Bei 82 Millionen Einwohnern bedeutet dies, dass im Durchschnitt seit Jahrzehnten fast 8.000 Frauen innerhalb eines Jahres Opfer von Vergewaltigungen und anderer sexuellen Nötigung werden. Und hierbei handelt es sich nur um die bei den Behörden angezeigten Delikte. Die Dunkelziffer (domestic violence, Vergewaltigungen in Ehe und Familie oder im Abhängigen-Verhältnis) liegt nach Einschätzung der Experten auch hier beträchtlich höher.

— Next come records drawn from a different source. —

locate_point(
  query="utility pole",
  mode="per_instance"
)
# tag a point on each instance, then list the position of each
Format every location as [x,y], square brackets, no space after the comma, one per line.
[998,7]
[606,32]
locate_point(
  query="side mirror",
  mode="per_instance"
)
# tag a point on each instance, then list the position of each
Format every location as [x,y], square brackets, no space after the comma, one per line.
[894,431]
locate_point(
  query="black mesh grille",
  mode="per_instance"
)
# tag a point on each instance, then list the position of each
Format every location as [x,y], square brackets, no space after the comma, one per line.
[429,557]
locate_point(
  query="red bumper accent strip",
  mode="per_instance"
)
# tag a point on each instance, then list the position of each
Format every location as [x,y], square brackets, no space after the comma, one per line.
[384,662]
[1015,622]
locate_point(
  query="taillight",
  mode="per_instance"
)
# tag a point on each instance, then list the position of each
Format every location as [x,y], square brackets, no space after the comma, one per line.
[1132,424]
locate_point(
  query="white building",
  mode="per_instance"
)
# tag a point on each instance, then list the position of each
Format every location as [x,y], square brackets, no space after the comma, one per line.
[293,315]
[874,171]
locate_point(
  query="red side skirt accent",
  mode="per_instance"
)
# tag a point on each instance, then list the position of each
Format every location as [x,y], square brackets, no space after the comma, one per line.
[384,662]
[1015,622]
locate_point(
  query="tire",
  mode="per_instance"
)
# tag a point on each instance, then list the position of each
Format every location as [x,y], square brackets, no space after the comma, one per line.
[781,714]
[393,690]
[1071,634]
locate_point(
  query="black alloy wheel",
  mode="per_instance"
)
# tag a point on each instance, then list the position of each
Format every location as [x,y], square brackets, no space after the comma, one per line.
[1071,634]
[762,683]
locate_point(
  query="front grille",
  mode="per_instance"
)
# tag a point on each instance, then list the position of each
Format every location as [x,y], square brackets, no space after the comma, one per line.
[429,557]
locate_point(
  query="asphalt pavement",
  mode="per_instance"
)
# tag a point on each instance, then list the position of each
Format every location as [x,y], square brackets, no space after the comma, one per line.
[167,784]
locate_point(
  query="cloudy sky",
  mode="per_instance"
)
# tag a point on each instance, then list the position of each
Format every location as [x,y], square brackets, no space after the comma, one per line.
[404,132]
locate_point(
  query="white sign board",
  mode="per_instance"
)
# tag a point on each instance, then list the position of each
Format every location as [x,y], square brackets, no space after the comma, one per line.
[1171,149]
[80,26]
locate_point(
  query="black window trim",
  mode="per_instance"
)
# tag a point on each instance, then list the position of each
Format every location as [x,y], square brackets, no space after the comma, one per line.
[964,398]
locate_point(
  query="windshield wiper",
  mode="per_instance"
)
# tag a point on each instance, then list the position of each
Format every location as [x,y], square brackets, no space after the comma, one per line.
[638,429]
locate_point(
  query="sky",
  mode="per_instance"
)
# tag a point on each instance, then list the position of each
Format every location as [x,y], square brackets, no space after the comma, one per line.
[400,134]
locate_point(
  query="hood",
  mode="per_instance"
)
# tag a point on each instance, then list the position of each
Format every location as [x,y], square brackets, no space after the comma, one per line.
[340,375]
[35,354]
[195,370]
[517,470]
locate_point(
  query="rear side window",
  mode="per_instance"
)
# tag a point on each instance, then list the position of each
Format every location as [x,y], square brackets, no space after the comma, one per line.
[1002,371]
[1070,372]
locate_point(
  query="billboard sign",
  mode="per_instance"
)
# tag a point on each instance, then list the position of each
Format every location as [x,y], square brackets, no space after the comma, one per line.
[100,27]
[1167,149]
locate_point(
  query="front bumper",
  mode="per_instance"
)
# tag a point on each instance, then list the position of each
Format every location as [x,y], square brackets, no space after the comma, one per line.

Kann es denn sein, dass diese Taten nicht so aufregen, weil meist keine ausländischen Täter involviert sind sondern allenfalls ausländische weibliche Opfer? Oder etwa weil die meisten Täter in Sold und Brot stehen und mit anständigem, fluchtfreien Lebenswandel und einwandfreiem, scheinbar ehrenwertem Familienleben dienen können?

Oder etwa, weil auch in München die Polizei auf der Wies´n lieber fröhlich als griesgrämig ist? Weil vielleicht wie in Köln auch in München die Einsatzleitung nicht informiert ist, was sich auf dem „Kotzhügel“ – so wird ein Bereich hinter den Oktoberfest-Zelten genannt, indem zu späterer Stunde alles ziemlich drunter und drüber geht – und hinter abgestellten Lastwagen tagtäglich an Gewalt abspielt?


Maßnahmen für Karneval?

Kein Verbrechen, schon gar kein Brachialverbrechen relativiert ein anderes. Keine Nationalität sorgt für strafmindernde oder straferschwerende Umstände. Das einzige, was zählt, ist die Gewalt. Vor der sind alle Frauen gleich und gleich hilflos.

Und für deren Anwendung müssten alle gleich gerade stehen, vor dem Kadi. Diese „Gleichheit vor dem Verbrechen“ gebietet es aber uns allen, solcher alltäglichen Gewalt ohne Ansehen von Nationalität oder Hautfarbe ins Gesicht zu schauen.

Man muss jedoch bezweifeln, dass dies die Regel ist – weder in der Politik noch in den Medien. Und vielleicht nicht einmal bei den Strafverfolgungsbehörden. Sonst könnten wir die Kölner Vorfälle, ohne sie wie gesagt zu relativieren, besser in ein Gesamtbild der Gewalt einordnen.

Fragen über Fragen, Probleme über Probleme, die öffentlich endlich diskutiert werden wollen – diesseits der Straftaten durch Ausländer und auch jenseits der Möglichkeit alle (deutschen) Sexualstraftäter abschieben zu können. Am besten sollten diese Fragen einmal besprochen werden. Vor der nächsten Wies’n und vielleicht auch schon vor dem nächsten Karneval.